Of particular concern to us and the sector is the proposal to abolish ‘marriage’ value. In fact, marriage value cannot be abolished as such, and what is in effect being proposed is an appropriation of landlords’ share. As the Law Commission acknowledged in its report on leasehold valuation, whether that is legal is open to question under human rights law? It is difficult to see how an issue which started with the inappropriate use of leasehold on new houses, has come to the point where those who have traditionally invested in the sector are deprived of fair value for their holdings, and to leap from reform of the methodology of valuing leasehold interest to total confiscation of a part of it. In the process in some cases transferring wealth to speculators and other short-term investors, and taking it away from charities, pensioners, and long-term investors in place.
So far as longer-term reform is concerned, this will draw heavily on the work of the Law Commission and its reports on Leasehold Enfranchisement, Commonhold and Right to Manage.
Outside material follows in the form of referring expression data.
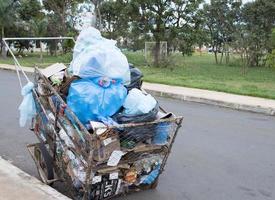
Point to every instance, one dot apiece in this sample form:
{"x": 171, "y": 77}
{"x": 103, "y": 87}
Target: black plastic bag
{"x": 136, "y": 78}
{"x": 123, "y": 118}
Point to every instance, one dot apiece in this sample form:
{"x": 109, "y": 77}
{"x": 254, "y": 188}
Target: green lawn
{"x": 195, "y": 71}
{"x": 202, "y": 72}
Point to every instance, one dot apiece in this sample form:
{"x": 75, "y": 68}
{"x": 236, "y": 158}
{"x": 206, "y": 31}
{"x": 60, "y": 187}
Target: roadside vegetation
{"x": 197, "y": 71}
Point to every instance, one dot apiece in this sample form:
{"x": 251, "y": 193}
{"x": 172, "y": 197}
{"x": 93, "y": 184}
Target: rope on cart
{"x": 17, "y": 64}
It was the will of Parliament in 2002 to deliver a workable commonhold system and yet nearly 20 years on, its use remains sparse. Part of the reason is legislative design, but there is also an issue as to whether developers and mortgage lenders have sufficient incentive to adopt commonhold or sufficient disincentive not to adopt leasehold. The Government is conscious of this, but in seeking to move to a regime that far more favours commonhold, will have to be careful it does not blight the homes of the many millions of existing leasehold homeowners.
In terms of policy design, we have two keen interests. One relates to commonhold and how it works in a mixed-use setting. The Law Commission has suggested in such circumstances ‘sections’, which will enable developers to separate out the management of different types of interest within a commonhold, such as commercial and residential interests. Much of the discussions on the new commonhold design will be taken forward by the Government’s Commonhold Council, which we were asked to nominate a candidate for.
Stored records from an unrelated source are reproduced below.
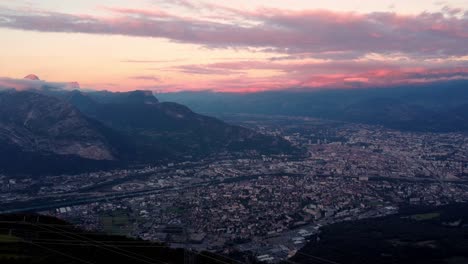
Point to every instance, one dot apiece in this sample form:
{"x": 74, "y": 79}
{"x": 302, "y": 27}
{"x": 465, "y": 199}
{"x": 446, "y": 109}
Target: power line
{"x": 104, "y": 246}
On leasehold enfranchisement, a key interest for us is the threshold at which a mixed-use building cannot be enfranchised. This is currently 25% commercial by floor area. The Law Commission suggested it should remain at 25%, a threshold supported by consultees, but in its final recommendations suggested 50%. Raising the threshold would impact on investors’ development rights and management control and make mixed-use development a less attractive investment.
There is therefore much to engage in on leasehold matters over the next two or three years. Reform is overdue in some areas, particularly around some of the unnecessary procedural hurdles that stop homeowners exercising their enfranchisement rights. However, as has been highlighted there are other areas where reform will need to be carefully considered if it is not to have adverse consequences.